The type of images that will be viewed on the PACS workstation will also influence the monitor selection and computer configuration. Here are some questions that need to be asked when developing a display system.
It is also beneficial to obtain clinical feedback on the type of PACS workstation hardware that will be put into a particular unit. Unfortunately, this is often not done due to time constraints or lack of available hardware. Whenever possible, demo units should be trialed to obtain clinical feedback before the hardware is purchased. This should be done for several days to give all the staff adequate opportunity to use the equipment and to provide verbal or written feedback on a survey form.

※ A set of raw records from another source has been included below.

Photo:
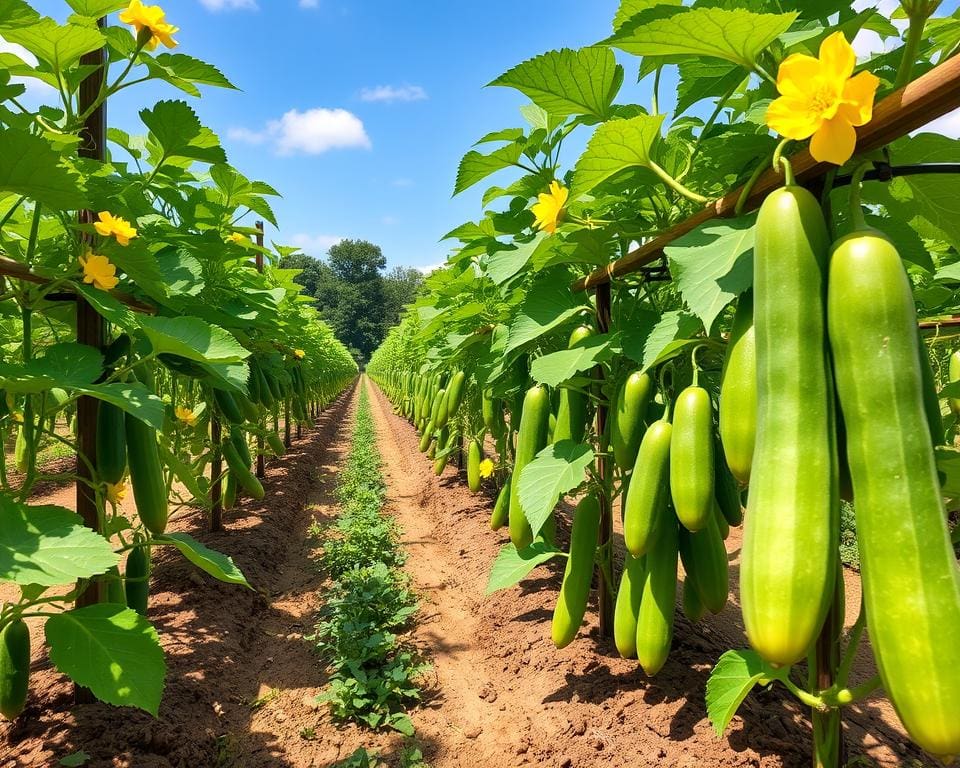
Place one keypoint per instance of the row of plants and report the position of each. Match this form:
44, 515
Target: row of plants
769, 365
134, 296
369, 604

Several medical display manufacturers are starting to develop methods to help achieve and maintain stable image quality. Many high-end monitors are now strictly factory-calibrated for medical viewing. There are also LCD monitors available that do periodic self-calibration with an internal backlight sensor or with a permanent photometer on the corner of the monitor. Unfortunately, these are usually very expensive high-end monitors.15 Besides the high cost of self-calibrating monitors, there are image quality problems that they cannot detect, such as pixel dropout, dirty screens, and improper resolution settings.
Remote calibration is also emerging as an option, whereby PACS workstations are connected to a main administrative computer. The main administrative computer receives alerts of monitor drift that cannot be compensated, and it can trigger the computers to do self-calibrations. Remote calibration, however, has some of the same problems as the self-calibration monitors. Presently, remote calibration requires all of the monitors to be of a single brand. Standardizing onto a single high-end monitor brand would be prohibitively costly and impractical for most institutions.
The proliferation of PACS has permitted the softcopy review of medical images outside, as well as within, the radiology department. Although the selection of proper display system hardware will vary depending on the application and the environment, maintaining proper image quality should always be a consideration for the system's ongoing use. This is often a difficult program to establish and maintain due to limited human and financial resources, the large number of display systems that are often nondedicated standard desktop computers and monitors, and the lack of comprehensive standards.
It has been shown through the pilot of a monitor quality assurance protocol that a proactive calibration program can ensure adequate image quality. An inexpensive method of monitor calibration has been described that can be applied to any type of monitor. Substantial image quality improvements were seen postcalibration, and monitors that were no longer adequate for medical image display were identified and replaced. The use of an image quality maintenance protocol will lead to more efficient image review and more accurate diagnoses.